Após cinco anos, Lava Jato chega ao fim no Rio de Janeiro

Operação realizou mais de 300 prisões e recuperou quase R$ 4 bi

Por Lucas Janone, da CNN, no Rio de Janeiro
31 de março de 2021 às 16:33 | Atualizado 31 de março de 2021 às 17:44
Carros da Polícia Federal em nova fase da Operação Lava Jato no RJ
Lava Jato no Rio encerrou as atividades com um saldo de 806 buscas e apreensões, 70 prisões temporárias e 264 prisões preventivas, 105 denúncias e 894 denunciados
Foto: CNN (19.ago.2020)

A Força Tarefa da Lava Jato no Rio de Janeiro chegou ao fim nesta quarta-feira (31). Após quase cinco anos de trabalho, a operação passa agora a incorporar o Grupo de Atuação Especial de Combate ao Crime Organizado (Gaeco), instituído no Ministério Público fluminense (MP-RJ).

A institucionalização da força-tarefa já havia sido anunciada em dezembro pelo procurador-geral da República, Augusto Aras. Com isso, as unidades no Rio e no Paraná foram descontinuadas. Atualmente, a equipe de trabalho possui 55 operações abertas e 894 pessoas denunciadas.

A Lava Jato no Rio, entretanto, encerrou as atividades com um saldo de 806 buscas e apreensões, 70 prisões temporárias e 264 prisões preventivas, 105 denúncias e 894 denunciados. No total, a força tarefa conseguiu recuperar R$ 3,8 bilhões provenientes de acordos de colaboração premiada. 

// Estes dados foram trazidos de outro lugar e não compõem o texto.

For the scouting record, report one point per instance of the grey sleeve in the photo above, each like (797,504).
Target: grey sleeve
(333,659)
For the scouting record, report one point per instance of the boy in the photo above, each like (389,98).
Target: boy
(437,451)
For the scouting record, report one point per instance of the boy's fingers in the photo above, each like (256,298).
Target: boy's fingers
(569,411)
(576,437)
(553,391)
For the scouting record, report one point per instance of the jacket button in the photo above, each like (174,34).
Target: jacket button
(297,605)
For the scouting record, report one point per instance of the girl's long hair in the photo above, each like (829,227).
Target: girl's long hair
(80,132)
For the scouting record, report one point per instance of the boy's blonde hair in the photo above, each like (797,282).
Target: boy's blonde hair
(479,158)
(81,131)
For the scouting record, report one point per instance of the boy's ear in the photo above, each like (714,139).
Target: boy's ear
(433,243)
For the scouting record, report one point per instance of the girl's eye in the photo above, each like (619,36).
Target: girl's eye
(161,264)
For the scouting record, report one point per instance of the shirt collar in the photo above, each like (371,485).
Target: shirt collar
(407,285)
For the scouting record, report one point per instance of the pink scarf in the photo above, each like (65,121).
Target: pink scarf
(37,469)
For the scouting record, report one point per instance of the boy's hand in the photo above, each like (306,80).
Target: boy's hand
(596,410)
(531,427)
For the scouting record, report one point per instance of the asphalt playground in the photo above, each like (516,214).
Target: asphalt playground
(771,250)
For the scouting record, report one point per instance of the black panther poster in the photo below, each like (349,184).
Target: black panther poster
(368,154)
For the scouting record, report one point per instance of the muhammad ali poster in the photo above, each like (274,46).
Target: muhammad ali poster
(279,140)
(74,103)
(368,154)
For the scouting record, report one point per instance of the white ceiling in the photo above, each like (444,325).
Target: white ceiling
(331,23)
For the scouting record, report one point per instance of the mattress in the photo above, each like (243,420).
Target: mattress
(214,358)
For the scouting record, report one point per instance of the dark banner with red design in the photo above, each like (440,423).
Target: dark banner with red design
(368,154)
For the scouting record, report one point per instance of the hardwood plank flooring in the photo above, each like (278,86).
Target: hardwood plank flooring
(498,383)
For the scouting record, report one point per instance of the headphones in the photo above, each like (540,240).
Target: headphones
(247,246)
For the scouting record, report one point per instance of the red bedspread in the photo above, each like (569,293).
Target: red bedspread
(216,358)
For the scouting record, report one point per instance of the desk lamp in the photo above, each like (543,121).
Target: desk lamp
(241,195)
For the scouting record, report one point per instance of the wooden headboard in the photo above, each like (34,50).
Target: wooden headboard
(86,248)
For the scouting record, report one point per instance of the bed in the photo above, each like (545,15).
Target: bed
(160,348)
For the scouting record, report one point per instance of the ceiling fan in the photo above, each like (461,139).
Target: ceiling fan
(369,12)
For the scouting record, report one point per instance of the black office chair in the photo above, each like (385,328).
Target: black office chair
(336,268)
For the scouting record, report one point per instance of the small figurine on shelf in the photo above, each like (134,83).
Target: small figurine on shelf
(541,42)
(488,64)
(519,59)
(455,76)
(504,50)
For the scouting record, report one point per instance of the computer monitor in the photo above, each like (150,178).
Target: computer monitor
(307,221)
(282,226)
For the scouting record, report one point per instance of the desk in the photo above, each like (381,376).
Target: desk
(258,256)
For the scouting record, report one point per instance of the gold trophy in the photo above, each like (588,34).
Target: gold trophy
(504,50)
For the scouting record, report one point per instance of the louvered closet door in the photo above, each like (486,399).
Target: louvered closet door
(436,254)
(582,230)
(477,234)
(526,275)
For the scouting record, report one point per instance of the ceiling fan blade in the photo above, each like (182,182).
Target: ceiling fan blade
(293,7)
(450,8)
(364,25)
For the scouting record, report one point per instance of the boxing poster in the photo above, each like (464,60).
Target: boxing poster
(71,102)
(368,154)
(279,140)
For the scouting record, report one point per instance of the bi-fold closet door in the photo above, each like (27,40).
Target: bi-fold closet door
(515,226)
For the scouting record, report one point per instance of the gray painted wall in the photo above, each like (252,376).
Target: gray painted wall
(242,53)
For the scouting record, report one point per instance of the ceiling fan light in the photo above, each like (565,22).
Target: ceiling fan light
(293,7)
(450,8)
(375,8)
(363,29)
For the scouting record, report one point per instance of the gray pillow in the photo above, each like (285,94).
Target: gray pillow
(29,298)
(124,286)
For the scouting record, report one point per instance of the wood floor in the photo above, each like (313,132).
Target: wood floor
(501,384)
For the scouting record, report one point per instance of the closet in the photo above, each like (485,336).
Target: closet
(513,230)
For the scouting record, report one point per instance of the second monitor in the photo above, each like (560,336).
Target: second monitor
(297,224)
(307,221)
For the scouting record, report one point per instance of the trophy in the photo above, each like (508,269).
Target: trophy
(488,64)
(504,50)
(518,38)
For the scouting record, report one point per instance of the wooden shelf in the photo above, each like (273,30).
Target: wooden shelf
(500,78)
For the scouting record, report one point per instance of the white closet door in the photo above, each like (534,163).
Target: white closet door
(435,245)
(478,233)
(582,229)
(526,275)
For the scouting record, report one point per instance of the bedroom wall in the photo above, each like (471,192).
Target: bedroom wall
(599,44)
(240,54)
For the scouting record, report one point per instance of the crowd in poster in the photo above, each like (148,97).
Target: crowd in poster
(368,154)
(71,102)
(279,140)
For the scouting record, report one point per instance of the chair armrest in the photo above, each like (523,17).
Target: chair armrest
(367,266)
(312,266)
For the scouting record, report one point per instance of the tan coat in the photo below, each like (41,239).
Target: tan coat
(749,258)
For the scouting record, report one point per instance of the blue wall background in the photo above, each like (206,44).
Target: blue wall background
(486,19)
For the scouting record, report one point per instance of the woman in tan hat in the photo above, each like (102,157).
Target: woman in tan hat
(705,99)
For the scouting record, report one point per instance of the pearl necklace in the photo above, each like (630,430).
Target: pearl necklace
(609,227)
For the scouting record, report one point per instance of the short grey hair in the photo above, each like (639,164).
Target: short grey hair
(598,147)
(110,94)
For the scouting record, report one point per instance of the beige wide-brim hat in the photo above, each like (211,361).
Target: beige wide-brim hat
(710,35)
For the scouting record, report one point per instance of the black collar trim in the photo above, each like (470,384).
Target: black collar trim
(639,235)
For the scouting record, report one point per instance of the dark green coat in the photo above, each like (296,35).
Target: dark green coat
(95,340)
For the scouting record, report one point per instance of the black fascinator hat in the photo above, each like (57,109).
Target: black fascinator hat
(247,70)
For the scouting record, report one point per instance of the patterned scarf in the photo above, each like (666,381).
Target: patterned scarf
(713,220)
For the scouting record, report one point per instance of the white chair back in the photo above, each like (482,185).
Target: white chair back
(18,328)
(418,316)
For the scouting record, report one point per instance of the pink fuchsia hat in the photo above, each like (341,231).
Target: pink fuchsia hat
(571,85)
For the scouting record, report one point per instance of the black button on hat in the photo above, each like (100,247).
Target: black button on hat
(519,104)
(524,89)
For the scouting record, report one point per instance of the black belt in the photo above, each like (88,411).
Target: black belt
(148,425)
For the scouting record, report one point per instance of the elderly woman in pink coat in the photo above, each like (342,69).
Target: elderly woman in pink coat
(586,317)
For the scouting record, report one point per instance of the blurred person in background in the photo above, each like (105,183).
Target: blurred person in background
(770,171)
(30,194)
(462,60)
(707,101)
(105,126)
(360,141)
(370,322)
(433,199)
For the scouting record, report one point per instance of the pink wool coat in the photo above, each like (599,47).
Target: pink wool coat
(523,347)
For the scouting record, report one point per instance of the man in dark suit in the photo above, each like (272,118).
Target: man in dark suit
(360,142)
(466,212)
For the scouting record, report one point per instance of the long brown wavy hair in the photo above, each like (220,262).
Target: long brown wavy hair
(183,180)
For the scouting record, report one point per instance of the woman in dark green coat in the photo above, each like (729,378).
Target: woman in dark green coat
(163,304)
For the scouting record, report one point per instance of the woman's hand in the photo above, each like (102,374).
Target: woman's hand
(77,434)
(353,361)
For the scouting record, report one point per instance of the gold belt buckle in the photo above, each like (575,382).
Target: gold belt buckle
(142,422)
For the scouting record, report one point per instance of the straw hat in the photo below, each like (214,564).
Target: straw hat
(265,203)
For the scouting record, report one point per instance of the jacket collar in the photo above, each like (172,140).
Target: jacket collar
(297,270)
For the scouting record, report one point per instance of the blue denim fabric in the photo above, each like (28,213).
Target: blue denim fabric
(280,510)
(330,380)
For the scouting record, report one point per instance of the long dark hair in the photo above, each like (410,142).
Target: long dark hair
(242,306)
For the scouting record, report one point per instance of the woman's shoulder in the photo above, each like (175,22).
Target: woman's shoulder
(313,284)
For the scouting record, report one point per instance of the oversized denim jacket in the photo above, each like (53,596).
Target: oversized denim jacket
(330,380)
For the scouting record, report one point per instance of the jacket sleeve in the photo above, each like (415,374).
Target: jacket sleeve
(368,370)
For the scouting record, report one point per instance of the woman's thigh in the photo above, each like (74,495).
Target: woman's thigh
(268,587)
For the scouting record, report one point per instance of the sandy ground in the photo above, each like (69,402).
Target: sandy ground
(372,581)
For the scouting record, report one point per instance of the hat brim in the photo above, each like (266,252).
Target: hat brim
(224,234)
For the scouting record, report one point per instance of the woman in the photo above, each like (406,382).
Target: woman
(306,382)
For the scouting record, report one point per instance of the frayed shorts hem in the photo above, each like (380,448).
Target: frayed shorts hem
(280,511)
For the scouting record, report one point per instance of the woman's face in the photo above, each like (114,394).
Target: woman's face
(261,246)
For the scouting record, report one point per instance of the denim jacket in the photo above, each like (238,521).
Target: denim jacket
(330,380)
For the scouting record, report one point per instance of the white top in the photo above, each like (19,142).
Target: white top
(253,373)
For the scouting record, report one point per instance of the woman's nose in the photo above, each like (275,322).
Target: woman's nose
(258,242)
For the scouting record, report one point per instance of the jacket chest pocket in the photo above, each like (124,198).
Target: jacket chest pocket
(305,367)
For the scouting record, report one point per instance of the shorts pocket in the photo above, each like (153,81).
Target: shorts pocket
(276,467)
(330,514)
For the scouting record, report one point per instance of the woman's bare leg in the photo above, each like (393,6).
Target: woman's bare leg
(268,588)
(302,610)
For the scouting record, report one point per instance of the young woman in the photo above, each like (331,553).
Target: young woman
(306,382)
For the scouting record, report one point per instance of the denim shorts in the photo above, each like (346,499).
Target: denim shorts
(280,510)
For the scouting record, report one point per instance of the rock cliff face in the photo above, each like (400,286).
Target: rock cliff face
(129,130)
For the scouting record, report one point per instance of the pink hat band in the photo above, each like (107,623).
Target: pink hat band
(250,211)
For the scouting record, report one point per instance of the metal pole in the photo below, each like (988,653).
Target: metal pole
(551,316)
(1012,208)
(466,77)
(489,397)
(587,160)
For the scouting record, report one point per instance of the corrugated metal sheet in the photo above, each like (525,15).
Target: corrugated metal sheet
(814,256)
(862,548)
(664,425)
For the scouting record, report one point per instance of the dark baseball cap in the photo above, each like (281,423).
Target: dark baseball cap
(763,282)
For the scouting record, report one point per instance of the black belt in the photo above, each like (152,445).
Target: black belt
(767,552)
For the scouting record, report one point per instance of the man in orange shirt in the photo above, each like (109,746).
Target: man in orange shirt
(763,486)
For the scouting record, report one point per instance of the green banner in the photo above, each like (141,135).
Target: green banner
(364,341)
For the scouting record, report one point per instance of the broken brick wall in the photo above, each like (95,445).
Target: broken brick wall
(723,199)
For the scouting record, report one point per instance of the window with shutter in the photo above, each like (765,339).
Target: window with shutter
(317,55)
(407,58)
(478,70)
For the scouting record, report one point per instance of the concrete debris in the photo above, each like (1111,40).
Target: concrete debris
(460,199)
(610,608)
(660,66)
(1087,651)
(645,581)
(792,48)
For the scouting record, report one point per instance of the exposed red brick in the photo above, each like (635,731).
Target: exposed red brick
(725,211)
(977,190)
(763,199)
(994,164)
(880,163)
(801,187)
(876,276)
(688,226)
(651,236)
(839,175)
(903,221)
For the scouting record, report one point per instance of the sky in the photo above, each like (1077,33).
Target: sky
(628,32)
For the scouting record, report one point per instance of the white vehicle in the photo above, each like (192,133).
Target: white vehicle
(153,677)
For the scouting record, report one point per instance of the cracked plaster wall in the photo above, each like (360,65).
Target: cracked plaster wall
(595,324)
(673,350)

Comandada pelo procurador Eduardo El Hage, a equipe de trabalho no estado do Rio também ficou conhecida pelo combate à corrupção e pela investigação de nomes importantes da política brasileira. Entre eles, a organização criminosa chefiada pelo ex-governador do Rio de Janeiro, Sérgio Cabral, preso há  pouco mais de quatro anos.

O ex-presidente Michel Temer foi outro denunciado pelo braço fluminense da Lava Jato. Além de políticos, a operação também mirou empresários como Eike Batista e o ‘doleiro dos doleiros’ Dario Messer.